Ailenin bütün fertleri arasında merhamet de temel bir değerdir. Kur’an, bu hususu bazen maddi görevleri hatırlatarak bazen manevi görevlere ilişkin örnekler vererek vurgular. İhtiyaç sahibi yakınlara tasadduk ve yardımda bulunmak, aile fertlerine ikramda bulunmak merhametin maddi şekli kabul edilirken onlara dua etmek ve sıkıntılı zamanlarında destek olmak bu merhametin manevi yansımalarıdır. Bakara suresi 215. ayet-i kerimede; “Ey Muhammed, sana ne sarf edeceklerini sorarlar. De ki: sarf edeceğiniz mal, ana, baba, yakınlar, yetimler, düşkünler, yolcular içindir. Yaptığınız her iyiliği Allah şüphesiz bilir.” buyuran Yüce Allah, bizi merhametli olmaya, İbrâhîm suresi 41. ayetiyle de bize dua etmeyi öğreterek duaya davet etmektedir: “Rabbimiz, hesap görülecek günde beni, anamı, babamı ve bütün inananları bağışla.”
Aileyi ayakta tutan bir diğer önemli değer “mahremiyettir.” Gerek eşler arasında gerek ebeveyn ile çocuklar arasındaki ilişkide mahremiyete uyulmadığında pek çok sorun ortaya çıkacaktır. Kur’an-ı Kerim’de kadın ve erkek “birbirinin örtüsü” kabul edilmektedir. (Bakara, 2/187) Çünkü eşler, birbirlerinin kusur ve ayıplarını, iyi ve güzel yanlarını başkaları ile paylaştıklarında ailenin mahremiyet sınırları aşılmış olacak, bu ise hem ailevi hem de toplumsal sorunlara yol açacaktır. Özellikle günümüzde yeni iletişim araçları ile ailenin özel an ve anılarının tanıdık tanımadık pek çok kimseye açık hâle getirilmesi ciddi problemlere sebep olmaktadır. Yine özel ailevi sorunların, çözüme katkıda bulunacak uzmanlar yerine akraba ve tanıdıklar ile paylaşılması da doğru değildir.

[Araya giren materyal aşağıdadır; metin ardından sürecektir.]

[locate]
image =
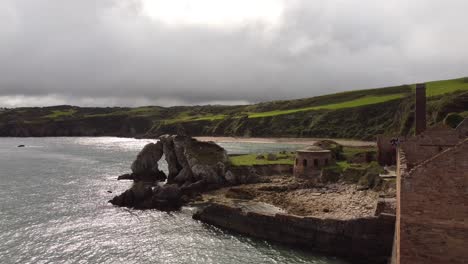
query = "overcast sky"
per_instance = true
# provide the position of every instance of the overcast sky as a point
(178, 52)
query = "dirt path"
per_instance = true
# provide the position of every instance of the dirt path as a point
(305, 141)
(299, 197)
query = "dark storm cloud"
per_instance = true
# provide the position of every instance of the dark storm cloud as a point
(109, 53)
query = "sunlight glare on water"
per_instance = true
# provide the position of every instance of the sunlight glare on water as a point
(53, 198)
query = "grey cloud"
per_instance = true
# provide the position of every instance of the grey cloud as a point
(107, 53)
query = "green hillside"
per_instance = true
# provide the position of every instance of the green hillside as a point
(357, 114)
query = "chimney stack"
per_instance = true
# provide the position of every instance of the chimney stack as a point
(420, 108)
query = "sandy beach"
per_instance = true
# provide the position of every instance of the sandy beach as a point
(304, 141)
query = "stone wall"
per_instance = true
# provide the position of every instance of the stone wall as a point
(264, 170)
(309, 164)
(432, 208)
(362, 240)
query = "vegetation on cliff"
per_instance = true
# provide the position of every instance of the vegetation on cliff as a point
(356, 114)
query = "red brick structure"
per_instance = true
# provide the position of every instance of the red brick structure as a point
(432, 199)
(386, 152)
(310, 161)
(462, 128)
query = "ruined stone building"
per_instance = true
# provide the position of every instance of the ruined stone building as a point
(310, 161)
(432, 196)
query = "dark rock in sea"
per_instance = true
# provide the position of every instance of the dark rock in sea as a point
(241, 194)
(361, 240)
(194, 167)
(126, 176)
(147, 159)
(145, 196)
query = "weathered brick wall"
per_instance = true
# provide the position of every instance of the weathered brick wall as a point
(361, 240)
(432, 211)
(309, 169)
(428, 144)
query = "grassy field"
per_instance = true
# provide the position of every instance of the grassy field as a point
(367, 100)
(251, 159)
(442, 87)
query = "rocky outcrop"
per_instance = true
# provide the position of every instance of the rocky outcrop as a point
(143, 196)
(194, 167)
(145, 167)
(361, 240)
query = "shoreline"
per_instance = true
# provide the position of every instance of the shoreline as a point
(295, 141)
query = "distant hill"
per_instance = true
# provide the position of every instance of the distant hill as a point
(357, 114)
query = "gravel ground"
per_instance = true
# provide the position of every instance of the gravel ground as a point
(300, 197)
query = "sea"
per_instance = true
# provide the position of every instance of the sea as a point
(54, 208)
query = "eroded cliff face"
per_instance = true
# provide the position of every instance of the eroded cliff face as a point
(361, 240)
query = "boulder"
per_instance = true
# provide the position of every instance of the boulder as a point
(147, 159)
(170, 155)
(126, 176)
(272, 157)
(260, 157)
(168, 192)
(145, 166)
(193, 166)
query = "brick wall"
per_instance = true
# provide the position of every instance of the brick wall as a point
(432, 208)
(428, 144)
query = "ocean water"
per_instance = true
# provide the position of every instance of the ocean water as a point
(53, 209)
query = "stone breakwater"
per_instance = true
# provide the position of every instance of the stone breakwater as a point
(361, 240)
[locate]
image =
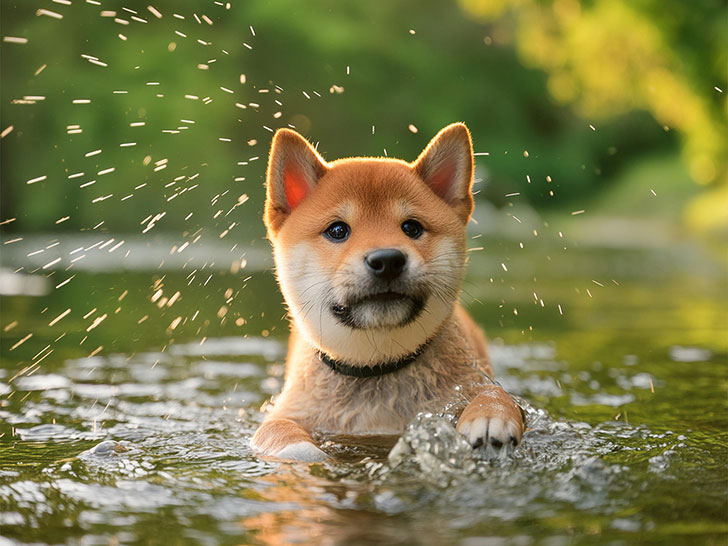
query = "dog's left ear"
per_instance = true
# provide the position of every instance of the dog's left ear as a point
(294, 169)
(446, 166)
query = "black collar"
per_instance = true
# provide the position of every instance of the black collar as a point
(372, 370)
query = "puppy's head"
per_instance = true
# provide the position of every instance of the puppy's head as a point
(369, 252)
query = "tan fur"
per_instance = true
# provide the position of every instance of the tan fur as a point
(374, 196)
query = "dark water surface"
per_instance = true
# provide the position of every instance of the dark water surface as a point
(146, 440)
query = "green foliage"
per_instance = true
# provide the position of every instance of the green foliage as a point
(351, 75)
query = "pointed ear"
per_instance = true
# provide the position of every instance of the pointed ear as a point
(446, 166)
(294, 168)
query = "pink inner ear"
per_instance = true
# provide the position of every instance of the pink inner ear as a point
(295, 186)
(442, 179)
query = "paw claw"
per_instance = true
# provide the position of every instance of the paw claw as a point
(492, 419)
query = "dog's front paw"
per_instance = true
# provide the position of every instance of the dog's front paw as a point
(301, 451)
(286, 439)
(492, 418)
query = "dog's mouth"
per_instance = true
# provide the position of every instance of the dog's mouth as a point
(379, 310)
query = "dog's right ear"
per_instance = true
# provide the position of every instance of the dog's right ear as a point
(294, 168)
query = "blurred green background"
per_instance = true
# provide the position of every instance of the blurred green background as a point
(115, 111)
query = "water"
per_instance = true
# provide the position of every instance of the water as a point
(146, 441)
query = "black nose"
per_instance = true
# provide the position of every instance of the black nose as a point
(386, 263)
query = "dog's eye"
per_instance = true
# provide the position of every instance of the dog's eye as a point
(338, 231)
(412, 228)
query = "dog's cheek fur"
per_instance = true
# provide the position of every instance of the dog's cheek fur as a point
(307, 286)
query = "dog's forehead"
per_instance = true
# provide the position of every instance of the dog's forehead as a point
(388, 185)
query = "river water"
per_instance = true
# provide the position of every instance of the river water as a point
(134, 430)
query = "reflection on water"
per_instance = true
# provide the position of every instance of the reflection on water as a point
(627, 425)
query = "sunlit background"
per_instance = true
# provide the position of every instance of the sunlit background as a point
(133, 151)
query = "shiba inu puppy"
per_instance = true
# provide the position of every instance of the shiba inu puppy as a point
(370, 256)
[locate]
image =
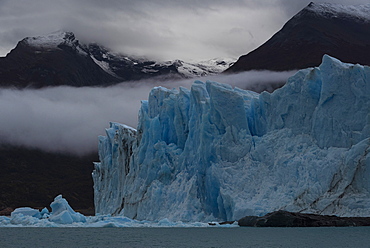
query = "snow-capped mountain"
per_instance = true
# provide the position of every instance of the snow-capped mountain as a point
(214, 152)
(341, 31)
(60, 59)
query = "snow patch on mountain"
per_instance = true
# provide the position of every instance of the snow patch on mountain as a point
(361, 12)
(52, 40)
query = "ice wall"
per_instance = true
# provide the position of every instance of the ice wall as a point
(214, 152)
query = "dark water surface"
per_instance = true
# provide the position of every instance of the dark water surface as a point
(185, 237)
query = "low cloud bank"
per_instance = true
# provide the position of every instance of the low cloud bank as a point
(67, 119)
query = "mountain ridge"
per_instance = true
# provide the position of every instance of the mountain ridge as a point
(60, 59)
(337, 30)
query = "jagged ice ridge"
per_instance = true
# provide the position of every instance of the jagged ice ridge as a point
(214, 152)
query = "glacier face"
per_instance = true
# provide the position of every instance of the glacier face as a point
(214, 152)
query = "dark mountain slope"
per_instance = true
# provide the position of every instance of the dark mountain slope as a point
(339, 31)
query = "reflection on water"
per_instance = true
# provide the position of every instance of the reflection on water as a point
(185, 237)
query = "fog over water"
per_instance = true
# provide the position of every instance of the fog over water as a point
(67, 119)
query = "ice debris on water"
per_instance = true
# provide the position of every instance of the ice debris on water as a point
(220, 153)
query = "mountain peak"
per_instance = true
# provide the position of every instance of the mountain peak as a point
(52, 40)
(334, 10)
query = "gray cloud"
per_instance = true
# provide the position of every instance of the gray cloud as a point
(162, 29)
(66, 119)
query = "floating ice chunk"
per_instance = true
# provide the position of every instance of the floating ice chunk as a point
(27, 211)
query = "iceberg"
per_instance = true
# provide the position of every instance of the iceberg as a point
(220, 153)
(61, 213)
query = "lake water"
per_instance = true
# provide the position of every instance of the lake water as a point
(357, 237)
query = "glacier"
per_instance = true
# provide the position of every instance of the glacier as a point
(220, 153)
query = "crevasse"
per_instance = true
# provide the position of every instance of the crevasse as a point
(214, 152)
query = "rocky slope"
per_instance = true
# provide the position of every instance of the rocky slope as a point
(337, 30)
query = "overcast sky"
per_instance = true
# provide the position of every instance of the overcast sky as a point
(159, 29)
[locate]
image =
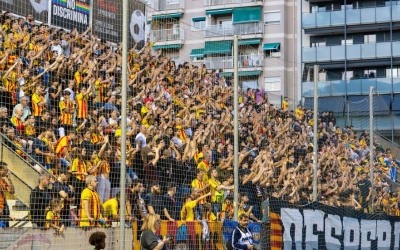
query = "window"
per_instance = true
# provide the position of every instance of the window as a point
(395, 70)
(318, 44)
(370, 73)
(347, 75)
(316, 8)
(348, 41)
(370, 38)
(272, 84)
(347, 7)
(272, 17)
(198, 23)
(272, 53)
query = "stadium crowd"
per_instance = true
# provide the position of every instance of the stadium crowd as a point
(61, 103)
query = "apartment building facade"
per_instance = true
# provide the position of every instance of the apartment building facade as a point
(202, 32)
(356, 45)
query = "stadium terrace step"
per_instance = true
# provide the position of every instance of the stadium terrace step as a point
(9, 236)
(23, 174)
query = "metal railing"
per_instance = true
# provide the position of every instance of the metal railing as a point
(354, 52)
(251, 28)
(224, 2)
(24, 170)
(353, 17)
(165, 5)
(352, 87)
(166, 35)
(226, 62)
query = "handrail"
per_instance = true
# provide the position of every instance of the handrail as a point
(26, 155)
(387, 139)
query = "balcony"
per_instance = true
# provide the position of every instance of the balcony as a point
(354, 52)
(226, 62)
(253, 28)
(353, 17)
(215, 4)
(168, 35)
(354, 87)
(169, 6)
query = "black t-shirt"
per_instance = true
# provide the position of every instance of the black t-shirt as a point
(53, 102)
(133, 198)
(57, 187)
(170, 205)
(364, 186)
(39, 144)
(148, 240)
(42, 124)
(250, 189)
(88, 145)
(217, 156)
(156, 201)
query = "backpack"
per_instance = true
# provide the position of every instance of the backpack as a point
(229, 245)
(181, 235)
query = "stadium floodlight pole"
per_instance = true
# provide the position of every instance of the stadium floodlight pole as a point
(371, 144)
(124, 91)
(91, 15)
(315, 139)
(49, 12)
(235, 126)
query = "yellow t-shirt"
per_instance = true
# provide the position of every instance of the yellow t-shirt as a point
(144, 110)
(52, 218)
(205, 167)
(187, 213)
(216, 196)
(300, 114)
(94, 203)
(110, 208)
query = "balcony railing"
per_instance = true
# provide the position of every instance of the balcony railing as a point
(165, 5)
(252, 28)
(354, 52)
(167, 35)
(226, 62)
(224, 2)
(354, 87)
(353, 17)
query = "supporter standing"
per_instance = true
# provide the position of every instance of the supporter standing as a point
(6, 185)
(40, 199)
(242, 238)
(91, 209)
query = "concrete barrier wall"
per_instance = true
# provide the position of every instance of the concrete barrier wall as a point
(72, 238)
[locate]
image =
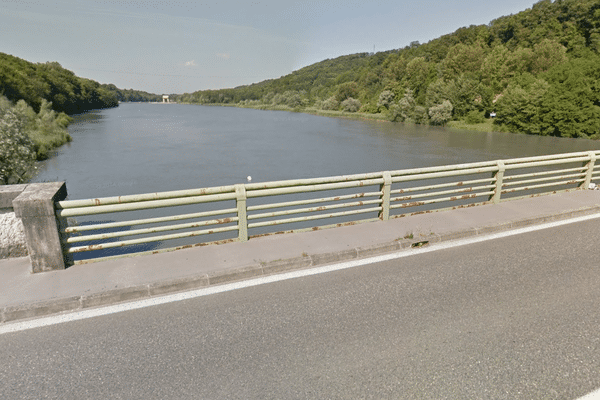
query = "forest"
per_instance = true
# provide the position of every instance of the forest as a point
(36, 100)
(536, 71)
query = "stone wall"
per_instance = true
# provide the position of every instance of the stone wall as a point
(12, 237)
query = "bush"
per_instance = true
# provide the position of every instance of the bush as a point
(17, 155)
(474, 117)
(330, 104)
(351, 105)
(440, 114)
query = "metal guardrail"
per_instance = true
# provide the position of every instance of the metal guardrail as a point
(350, 199)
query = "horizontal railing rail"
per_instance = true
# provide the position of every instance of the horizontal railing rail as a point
(242, 211)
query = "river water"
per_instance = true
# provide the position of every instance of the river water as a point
(141, 148)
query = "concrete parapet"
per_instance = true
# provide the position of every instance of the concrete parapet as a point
(34, 206)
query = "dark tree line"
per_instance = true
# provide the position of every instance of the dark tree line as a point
(36, 82)
(538, 70)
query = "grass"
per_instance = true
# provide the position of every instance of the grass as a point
(487, 126)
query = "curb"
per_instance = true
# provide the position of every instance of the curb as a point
(78, 303)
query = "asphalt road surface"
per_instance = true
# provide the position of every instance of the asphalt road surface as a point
(511, 318)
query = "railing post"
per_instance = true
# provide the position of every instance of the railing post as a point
(240, 193)
(385, 189)
(35, 207)
(499, 176)
(590, 170)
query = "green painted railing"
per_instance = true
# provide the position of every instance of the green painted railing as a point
(349, 199)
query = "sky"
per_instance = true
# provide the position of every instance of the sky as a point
(182, 46)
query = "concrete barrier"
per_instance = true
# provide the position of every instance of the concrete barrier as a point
(33, 206)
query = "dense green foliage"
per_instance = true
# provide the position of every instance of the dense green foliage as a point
(538, 70)
(34, 102)
(27, 136)
(125, 95)
(34, 83)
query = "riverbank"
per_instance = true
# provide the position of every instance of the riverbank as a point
(487, 126)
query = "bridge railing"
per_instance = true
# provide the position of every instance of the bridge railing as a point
(239, 212)
(101, 228)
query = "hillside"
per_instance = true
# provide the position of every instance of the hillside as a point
(68, 93)
(538, 70)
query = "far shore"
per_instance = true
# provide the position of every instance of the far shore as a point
(487, 126)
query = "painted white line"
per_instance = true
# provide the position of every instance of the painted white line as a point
(83, 314)
(591, 396)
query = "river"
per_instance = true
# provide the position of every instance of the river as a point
(141, 147)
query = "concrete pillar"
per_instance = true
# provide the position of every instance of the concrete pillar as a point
(35, 207)
(385, 189)
(240, 193)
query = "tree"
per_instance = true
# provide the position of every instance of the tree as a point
(440, 114)
(404, 111)
(519, 109)
(17, 157)
(351, 105)
(386, 99)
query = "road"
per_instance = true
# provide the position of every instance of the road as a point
(511, 318)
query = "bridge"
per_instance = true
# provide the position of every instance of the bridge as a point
(448, 203)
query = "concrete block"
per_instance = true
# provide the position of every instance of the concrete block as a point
(40, 309)
(114, 296)
(38, 199)
(178, 285)
(8, 193)
(328, 258)
(35, 207)
(219, 277)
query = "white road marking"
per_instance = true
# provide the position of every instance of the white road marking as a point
(591, 396)
(90, 313)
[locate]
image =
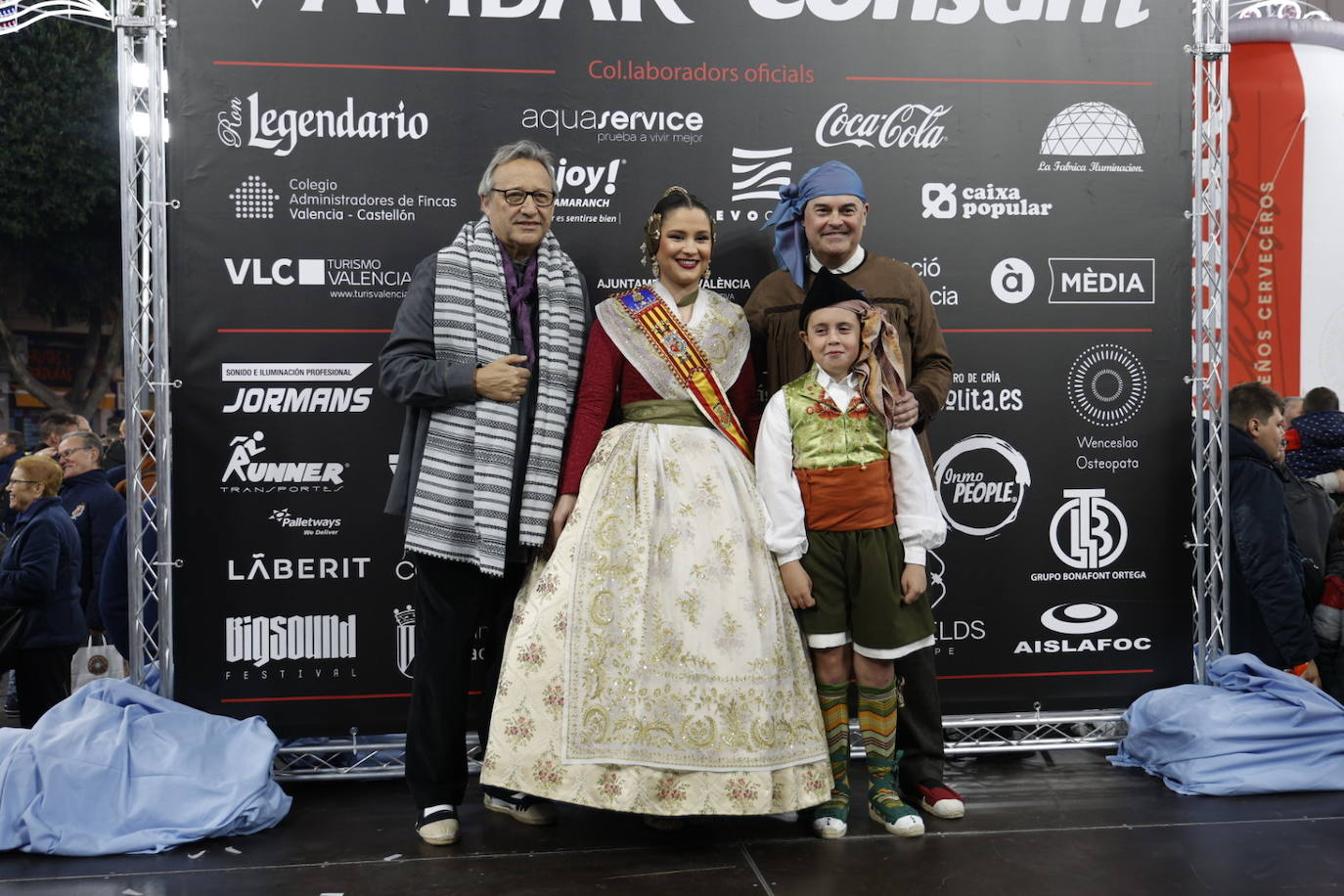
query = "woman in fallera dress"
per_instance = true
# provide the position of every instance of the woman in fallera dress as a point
(653, 664)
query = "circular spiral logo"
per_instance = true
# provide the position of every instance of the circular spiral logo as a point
(1106, 384)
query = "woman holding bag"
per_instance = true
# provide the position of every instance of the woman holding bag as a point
(39, 574)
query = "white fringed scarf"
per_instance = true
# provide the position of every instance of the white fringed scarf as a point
(461, 501)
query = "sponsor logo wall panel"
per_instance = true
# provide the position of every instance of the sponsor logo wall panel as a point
(1028, 158)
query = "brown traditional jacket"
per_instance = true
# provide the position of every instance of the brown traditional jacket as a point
(781, 356)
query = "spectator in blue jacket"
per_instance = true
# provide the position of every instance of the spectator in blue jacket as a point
(114, 586)
(96, 510)
(39, 572)
(1268, 614)
(1316, 441)
(11, 449)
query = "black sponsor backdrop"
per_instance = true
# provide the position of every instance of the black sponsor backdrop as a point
(981, 96)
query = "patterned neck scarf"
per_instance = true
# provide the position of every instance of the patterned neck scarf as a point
(879, 364)
(517, 291)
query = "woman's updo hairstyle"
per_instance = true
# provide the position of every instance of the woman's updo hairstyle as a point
(674, 198)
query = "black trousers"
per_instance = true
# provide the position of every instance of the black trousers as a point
(43, 681)
(452, 601)
(919, 722)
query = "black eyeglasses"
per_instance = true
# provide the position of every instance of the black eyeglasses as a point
(542, 198)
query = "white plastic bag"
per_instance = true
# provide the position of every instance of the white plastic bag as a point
(96, 661)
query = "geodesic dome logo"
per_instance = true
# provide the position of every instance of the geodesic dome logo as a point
(1092, 129)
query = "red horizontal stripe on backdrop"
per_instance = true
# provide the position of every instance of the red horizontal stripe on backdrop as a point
(1055, 330)
(297, 331)
(1006, 81)
(335, 696)
(352, 65)
(1039, 675)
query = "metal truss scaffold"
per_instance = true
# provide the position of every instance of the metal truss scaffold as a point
(1208, 334)
(140, 27)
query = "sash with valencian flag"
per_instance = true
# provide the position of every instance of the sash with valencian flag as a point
(685, 359)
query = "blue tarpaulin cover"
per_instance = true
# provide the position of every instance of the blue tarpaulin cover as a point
(114, 769)
(1253, 730)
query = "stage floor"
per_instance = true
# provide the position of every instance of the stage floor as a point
(1062, 823)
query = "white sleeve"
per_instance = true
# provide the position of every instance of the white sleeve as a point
(918, 518)
(785, 532)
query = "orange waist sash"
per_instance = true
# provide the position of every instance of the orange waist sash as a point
(845, 499)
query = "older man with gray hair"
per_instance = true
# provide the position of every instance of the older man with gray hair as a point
(485, 356)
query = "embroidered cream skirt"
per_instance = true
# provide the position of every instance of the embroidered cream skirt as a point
(653, 664)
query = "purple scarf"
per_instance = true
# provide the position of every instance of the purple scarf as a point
(517, 293)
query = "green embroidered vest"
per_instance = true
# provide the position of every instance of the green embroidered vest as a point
(826, 435)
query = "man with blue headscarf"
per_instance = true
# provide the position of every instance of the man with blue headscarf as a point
(819, 223)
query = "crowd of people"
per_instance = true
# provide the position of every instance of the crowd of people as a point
(1286, 524)
(62, 565)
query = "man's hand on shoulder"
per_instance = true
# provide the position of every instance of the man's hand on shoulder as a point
(504, 379)
(908, 411)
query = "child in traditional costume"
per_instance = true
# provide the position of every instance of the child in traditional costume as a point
(652, 664)
(851, 517)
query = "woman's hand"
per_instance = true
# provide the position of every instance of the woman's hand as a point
(913, 583)
(560, 517)
(797, 585)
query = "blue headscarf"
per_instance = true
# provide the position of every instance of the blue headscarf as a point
(790, 244)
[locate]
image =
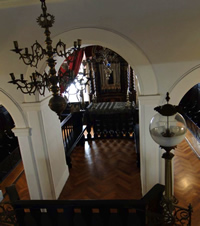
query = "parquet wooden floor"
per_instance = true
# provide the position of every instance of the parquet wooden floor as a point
(100, 172)
(106, 169)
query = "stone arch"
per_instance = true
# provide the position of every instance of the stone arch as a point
(13, 108)
(187, 81)
(120, 44)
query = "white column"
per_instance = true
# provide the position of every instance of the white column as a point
(43, 152)
(151, 163)
(26, 149)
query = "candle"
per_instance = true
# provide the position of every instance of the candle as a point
(79, 42)
(15, 44)
(22, 77)
(26, 51)
(34, 76)
(12, 76)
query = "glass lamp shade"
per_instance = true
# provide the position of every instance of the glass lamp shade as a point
(168, 131)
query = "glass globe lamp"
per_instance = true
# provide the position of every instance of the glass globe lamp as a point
(168, 130)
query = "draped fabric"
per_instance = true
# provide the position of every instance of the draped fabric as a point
(116, 77)
(68, 74)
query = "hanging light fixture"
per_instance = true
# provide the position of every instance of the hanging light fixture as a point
(51, 80)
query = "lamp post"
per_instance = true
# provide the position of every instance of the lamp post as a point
(168, 128)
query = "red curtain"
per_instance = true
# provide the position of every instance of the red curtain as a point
(73, 66)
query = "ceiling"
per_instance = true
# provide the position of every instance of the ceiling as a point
(166, 32)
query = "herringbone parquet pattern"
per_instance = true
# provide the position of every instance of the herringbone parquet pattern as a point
(105, 169)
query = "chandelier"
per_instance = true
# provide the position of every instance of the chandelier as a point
(40, 82)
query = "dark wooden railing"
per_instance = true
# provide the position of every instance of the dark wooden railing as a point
(108, 122)
(88, 212)
(72, 132)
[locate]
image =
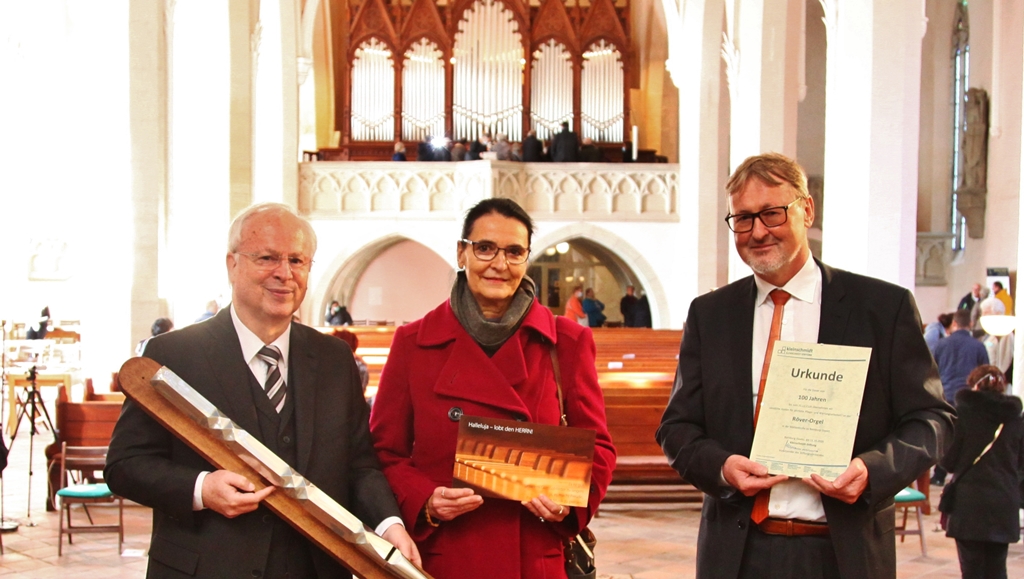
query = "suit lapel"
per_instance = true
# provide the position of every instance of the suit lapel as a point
(741, 352)
(231, 373)
(835, 309)
(302, 365)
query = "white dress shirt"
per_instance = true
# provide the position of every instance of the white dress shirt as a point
(801, 318)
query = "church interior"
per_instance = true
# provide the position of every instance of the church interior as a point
(907, 118)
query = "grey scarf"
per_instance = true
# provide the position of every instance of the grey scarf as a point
(491, 334)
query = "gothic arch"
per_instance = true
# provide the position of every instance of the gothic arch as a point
(622, 249)
(346, 269)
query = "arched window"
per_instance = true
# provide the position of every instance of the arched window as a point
(961, 70)
(373, 104)
(423, 92)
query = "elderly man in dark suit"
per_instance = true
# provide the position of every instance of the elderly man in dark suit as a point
(811, 528)
(294, 388)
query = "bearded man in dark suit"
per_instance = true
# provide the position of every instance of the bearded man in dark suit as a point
(294, 388)
(811, 528)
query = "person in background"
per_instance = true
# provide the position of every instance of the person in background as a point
(211, 309)
(984, 517)
(399, 151)
(972, 297)
(956, 356)
(589, 153)
(1004, 296)
(999, 348)
(160, 326)
(976, 308)
(628, 306)
(937, 330)
(594, 308)
(573, 307)
(565, 146)
(532, 149)
(641, 316)
(353, 343)
(39, 332)
(486, 352)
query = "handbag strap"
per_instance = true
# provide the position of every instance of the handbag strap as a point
(988, 447)
(558, 384)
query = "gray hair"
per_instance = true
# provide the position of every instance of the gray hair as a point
(235, 232)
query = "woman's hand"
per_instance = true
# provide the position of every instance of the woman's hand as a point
(546, 509)
(445, 504)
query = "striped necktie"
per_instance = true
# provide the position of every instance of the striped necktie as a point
(274, 385)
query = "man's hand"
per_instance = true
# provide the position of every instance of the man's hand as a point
(397, 536)
(847, 487)
(231, 494)
(445, 503)
(749, 477)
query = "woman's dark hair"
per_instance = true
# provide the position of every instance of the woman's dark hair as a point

Adalet de aile için önemli bir değerdir. “İnsaflı ve doğru olmak, doğru davranmak, her şeye hakkını vermek” anlamlarına gelen adalet, zulüm kelimesinin zıddıdır. Hukuki olduğu gibi toplumsal ve ahlaki alanlarda da vazgeçilmez olan adalet, aileyi ayakta tutan erdemlerdendir. Eşlerin birbirine, çocuklarına ve akrabalarına karşı adaleti gözetmesi bu bakımdan önemlidir.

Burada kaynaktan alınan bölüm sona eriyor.